Ты посвящаешься в него, потому что Я уверен: оно никогда не покинет твой разум. Этим знанием ты будешь помечен навечно. Ему никуда от тебя не деться. Ведь твой разум не просто принадлежит мне. Он — полностью мой. И не по праву властителя. Он — мой по сути его происхождения в тебе — звере, давно носящего черную метку Бога. Ты — форма, в которую Я на время поместил частицу себя. Но форма особая, аналога которой Я не смог найти в антимире. Только уникальность твоего естества среди всех моих соратников позволила мне решиться на соединение тебя с моим разумом. Сейчас ты — это Я в тебе. Не весь, конечно, а только как выбор всех, как микрон моего разума, которому по силам решить задачу пока не познанного мною НЕЧТО.
Выработанный Дьяволом и неукоснительно соблюдаемый им жанр диалогов с соратниками требовал от него паузы, разбивающей на этапы отделение от себя знания. В глазах собеседников это придавало разуму Дьявола обстоятельность, весомость, ощущаемую значительность и вдумчивую основательность. Никто из когда-либо вступавших в диалог с Дьяволом не сомневался в величии его разума, хотя само это понятие для них оставалось абстрактным. Соратники привыкли, скорее, безоговорочно признавать, а не ощущать величие создателя антимира. Через более же конкретные, а точнее, осязаемые их разумом понятия, они проникались к нему безусловным доверием, ставящим непреодолимые преграды возникновению сомнений сказанному или поручаемому им величайшим изгоем Вселенной. Дьявол знал это и сознательно стимулировал в ходе диалога с соратниками, прежде всего, не понимание излагаемого им, а впечатление собеседника от соприкосновения с его разумом. И ни разу он не огорчил себя неудовлетворенностью результатами от оказанного на разум беседующего с ним соратника воздействия. «Готовые на все» должны были не столько понимать его, сколько доверять ему. Раз услышанное им от Создателя: «Доверие определяет понимание, а не наоборот» — навсегда отвратило в нем потребность в понимании соратниками его мыслей и действий. По этим соображениям символом веры в антимире он сделал доверие всех и каждого его разуму. Он в своем мире ставил задачи как истина зла и сам же толковал при необходимости эту истину. Ее не надо было понимать, в нее следовало только верить и… доверять тому, кто ее олицетворяет.

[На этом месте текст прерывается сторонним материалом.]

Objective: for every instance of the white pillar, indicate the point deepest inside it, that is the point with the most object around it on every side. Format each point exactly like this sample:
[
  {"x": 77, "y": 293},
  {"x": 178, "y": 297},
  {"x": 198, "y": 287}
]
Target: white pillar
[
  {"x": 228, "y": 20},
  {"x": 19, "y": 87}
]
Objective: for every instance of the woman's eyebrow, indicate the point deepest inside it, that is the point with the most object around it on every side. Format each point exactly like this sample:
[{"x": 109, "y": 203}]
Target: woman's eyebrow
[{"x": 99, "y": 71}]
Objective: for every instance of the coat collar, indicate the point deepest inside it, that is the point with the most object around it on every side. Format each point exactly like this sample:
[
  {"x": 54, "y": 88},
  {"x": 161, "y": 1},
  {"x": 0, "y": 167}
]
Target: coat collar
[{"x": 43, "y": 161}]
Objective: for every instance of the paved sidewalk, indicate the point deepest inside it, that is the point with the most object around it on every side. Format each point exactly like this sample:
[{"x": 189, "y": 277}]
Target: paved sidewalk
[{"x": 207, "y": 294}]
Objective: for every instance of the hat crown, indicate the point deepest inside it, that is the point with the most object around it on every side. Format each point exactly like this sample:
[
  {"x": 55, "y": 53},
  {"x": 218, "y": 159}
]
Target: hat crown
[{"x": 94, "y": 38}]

Сейчас на Земле находился тот, кто в идеальном виде соответствовал качествам, которые хотел бы видеть в своих клевретах Дьявол. «Но даже ему, — посчитал Дьявол, — принимающему передаваемое знание на веру, очевидно, требуется передышка. Не от веры в сказанное мною, а от тяжести знания, которое пришло к Фошу с этой верой». Он не остановил поток знания, стремительно заполняющего разум зверь-птицы. Дьявол сделал все гораздо проще. На время, данное Грифону для передышки, он оставил принятое им знание без своего разъясняющего комментария.
Фош не просто растворился в окутавшей его энергии знания, передаваемой Дьяволом. Он начал, вдруг, отчетливо осознавать, что ему дано понимание того, что недоступно разуму всех, кто внимательно наблюдал за ним через ворота антимира. Ощутил он это, потому что перед ним не возник вопрос о его собственной уникальности, благодаря которой Дьявол поднял инстинкты зверя над разумом всех. «Какие…, — решил он, — …могут быть вопросы к разуму, который разговаривает сам с собой! Тем более что сам с собой ведет диалог Великий разум хозяина антимира. Меня ничуть не унижает, что мне выделена роль промежуточной формы, в которую хозяин поместил эмбрион своего разума. Пусть, может быть, не навсегда, всего лишь на время. Но укажите мне в кругу его соратников хотя бы одного, кто не был бы счастлив таким унижением. Достоинство не теряется, если тебя отсекают от массы подобных, наделяя при этом возможностями разума, воплощенными в абсолютную власть истины. Неосуждаем и непринижаем принявший от великого его часть. Какова бы при этом ни была выделенная ему повелевающим разумом роль».